Dynamics of streamflow predictability and memory in response to hydrological extremes: insights from the Bandar Abbas watershed.

Abstract

Hydrological extremes, worsened by climate change, disrupt river flow, threatening water resources in arid regions. This study analyzed data from 17 hydrometric stations (1981-2017) across two periods to assess drought impacts on flow behavior in the Bandar Abbas watershed, Iran. Using the Stream Drought Index, noise variance, Lyapunov exponent (LE), Hurst coefficient (H), approximate entropy (ApEn), and the Mann-Kendall trend test, we identified significant changes. Drought severity increased, with noise variance in drought patterns rising by up to 3475% in central zones and dropping by 70% elsewhere, signaling more frequent and intense dry spells. River flow declined at 12 stations, with the Mann-Kendall test confirming negative trends, reducing water availability by up to 150% in volume at northern sites. LE decreased by 1165% across most stations, indicating drought lowered flow sensitivity to initial conditions, while H fell by 50%, weakening long-term flow memory.

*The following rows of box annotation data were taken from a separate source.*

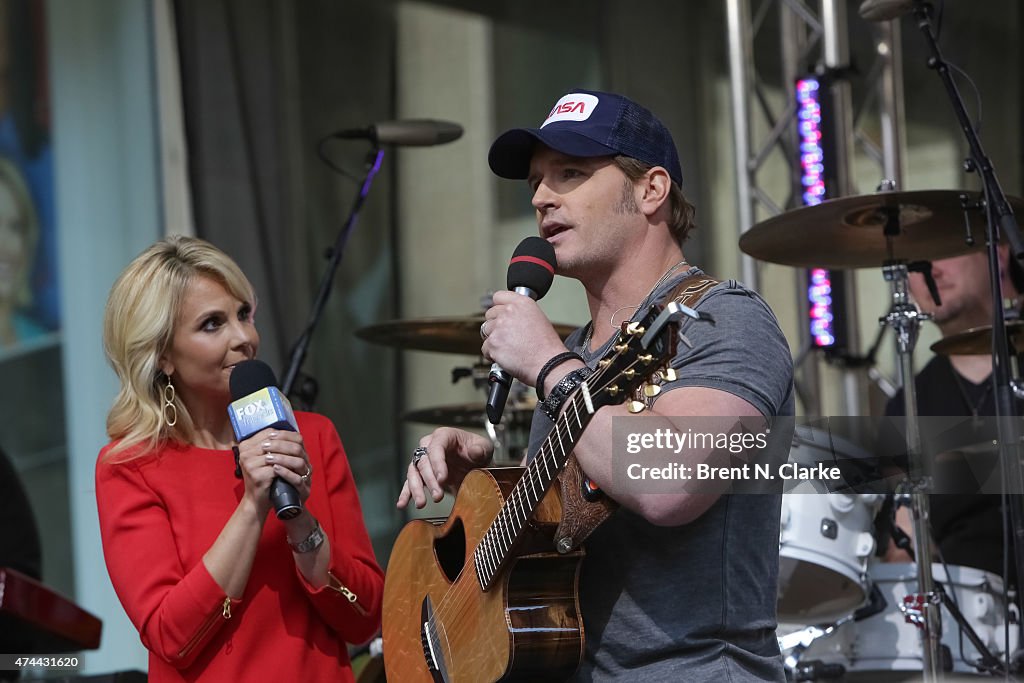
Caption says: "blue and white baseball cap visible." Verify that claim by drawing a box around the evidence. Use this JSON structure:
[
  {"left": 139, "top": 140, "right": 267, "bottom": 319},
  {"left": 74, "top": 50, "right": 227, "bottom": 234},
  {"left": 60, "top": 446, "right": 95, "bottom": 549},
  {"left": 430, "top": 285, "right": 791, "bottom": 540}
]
[{"left": 487, "top": 90, "right": 683, "bottom": 185}]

Meanwhile, ApEn surged by 354%, reflecting increased randomness and reduced predictability, particularly in northern areas. These shifts strain water availability for ecosystems and agriculture, disrupt aquatic habitats, and challenge management strategies reliant on stable flow. This multi-tool approach, novel in this context, merges chaos, memory, and randomness analyses to clarify drought's effects. Focused on Bandar Abbas, the findings offer insights for arid regions globally, providing a framework for adaptive water management to address scarcity and unpredictability in river systems under climate stress.